Nothing didn’t swing for the fences with the Phone 3’s specs, but this device can hold its own with the likes of OnePlus and Google. Plus, it has that funky Nothing design aesthetic. There’s a transparent back, a tiny dot matrix screen, and a comprehensive Android skin. But at the end of the day, the Nothing Phone 3 is not treading new ground.

Designing Nothing

Despite Nothing’s talk about unique designs, the Nothing Phone 3 looks unremarkable from the front. The bezels are slim and symmetrical all the way around the screen. Under a sheet of Gorilla Glass 7i, it has a 6.67-inch 120Hz OLED screen with an impressive 1260 x 2800 resolution. It hits 4,500 nits of brightness, which is even higher than Google and Samsung phones. It’s more than bright enough to be readable outdoors, and the touch sensitivity is excellent—sometimes too excellent, as we’ve noticed a few accidental edge touches.
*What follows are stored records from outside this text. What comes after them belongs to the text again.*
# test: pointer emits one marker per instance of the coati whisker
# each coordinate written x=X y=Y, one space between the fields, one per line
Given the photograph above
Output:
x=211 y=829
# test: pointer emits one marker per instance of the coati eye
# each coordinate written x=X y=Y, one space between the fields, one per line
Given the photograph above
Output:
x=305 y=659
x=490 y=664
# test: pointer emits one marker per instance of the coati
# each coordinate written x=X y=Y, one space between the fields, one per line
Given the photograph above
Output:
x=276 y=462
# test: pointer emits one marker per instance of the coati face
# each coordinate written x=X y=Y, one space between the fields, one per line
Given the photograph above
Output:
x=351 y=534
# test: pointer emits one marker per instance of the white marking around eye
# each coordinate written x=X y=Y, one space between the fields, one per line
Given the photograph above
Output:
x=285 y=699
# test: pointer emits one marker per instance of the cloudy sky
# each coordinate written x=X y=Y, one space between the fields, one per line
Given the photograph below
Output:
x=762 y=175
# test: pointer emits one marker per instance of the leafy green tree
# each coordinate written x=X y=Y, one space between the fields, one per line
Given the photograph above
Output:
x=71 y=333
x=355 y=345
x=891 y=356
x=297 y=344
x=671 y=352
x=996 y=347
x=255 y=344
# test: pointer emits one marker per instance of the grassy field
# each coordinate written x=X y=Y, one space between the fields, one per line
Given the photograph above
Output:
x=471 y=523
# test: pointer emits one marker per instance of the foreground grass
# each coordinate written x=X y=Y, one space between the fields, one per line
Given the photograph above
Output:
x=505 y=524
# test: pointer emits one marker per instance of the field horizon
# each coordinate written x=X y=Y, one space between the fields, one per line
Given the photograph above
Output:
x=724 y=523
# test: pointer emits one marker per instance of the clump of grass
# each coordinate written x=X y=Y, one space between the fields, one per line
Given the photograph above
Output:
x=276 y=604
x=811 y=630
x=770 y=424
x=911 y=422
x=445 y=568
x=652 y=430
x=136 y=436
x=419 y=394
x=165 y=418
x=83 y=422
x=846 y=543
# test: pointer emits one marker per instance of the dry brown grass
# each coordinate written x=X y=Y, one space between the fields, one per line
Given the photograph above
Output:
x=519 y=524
Specs at a glance: Nothing Phone 3
SoC Snapdragon 8s Gen 4
Memory 12GB, 16GB
Storage 256GB, 512GB
Display 1260 x 2800 6.67″ OLED, 120 Hz
Cameras 50MP primary, f/1.7, OIS; 50MP ultrawide, f/2.2; 50MP 3x telephoto, f/2.7, OIS; 50MP selfie, f/2.2
Software Android 15, 5 years of OS updates
Battery 5,150 mAh, 65 W wired charging, 15 W wireless charging
Connectivity Wi-Fi 7, NFC, Bluetooth 6.0, sub-6 GHz 5G, USB-C 3.2
Measurements 160.6 x 75.6 x 9 mm; 218 g

Like many other phones, the Nothing Phone 3 has an optical fingerprint sensor under the display. It’s quick and accurate, but it’s a bit too low (barely a pinky finger’s width from the bottom of the device). As an optical sensor, it’s also very bright in a dark room. Similar phones from Google and Samsung have faster and less disruptive ultrasonic fingerprint sensors.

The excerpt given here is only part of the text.